Civil parish in Leinster, Ireland

Kilcumreragh is a civil parish which spans the counties of Westmeath and Offaly in Ireland. It is located about 23 km west–south–west of Mullingar and 18 km north–north–west of Tullamore.

Kilcumreragh also spans three baronies. It is one of 8 civil parishes in the barony of Moycashel (M), 4 civil parishes in the barony of Clonlonan (C) and 4 civil parishes in the Offaly barony of Kilcoursey (K), all in the province of Leinster. The civil parish covers 9280.6 acre, 6964.9 acre in County Westmeath and 2315.7 acre in County Offaly.

Kilcumreragh civil parish comprises the village of Rosemount and 32 townlands: Ballagh (C), Ballinderry (C and M), Ballinlig (M), Ballintober (M), Ballybeg (C), Ballybrickoge (M), Ballybroder (C), Ballynagall (M), Ballynagrenia (M), Ballynahinch (K), Brackagh (K), Burrow or Glennanummer (K), Cartron Glebe (K), Coolatoor or Grouselodge (M), Coolatoor (M), Curragh (M), Curraghanana (K), Custorum (M), Derryhall (M), Curraghanana (K), Earlscartron (K), Faheeran (K), Fearboy (K), Feargarrow (K), Grange (M), Grouselodge or Coolatoor (M), Kilcatherina (C), Kilcumeragh (M), Kilmurragh (K), Laragh (M), Lisnagree (M) Newtown and Parkwood (K).

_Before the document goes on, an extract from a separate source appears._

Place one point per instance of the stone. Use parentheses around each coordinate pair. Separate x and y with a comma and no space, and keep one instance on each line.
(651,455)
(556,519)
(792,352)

The neighbouring civil parishes are: Killare (barony of Rathconrath) to the north, Ardnurcher or Horseleap to the east, Kilmanaghan (Barony of Clonlonan), Kilcumreragh (County Offaly) and Kilmanaghan (County Offaly) to the south, Ballyloughloe (Clonlonan) to the west and Ballymore (Rathconrath) to the west and north.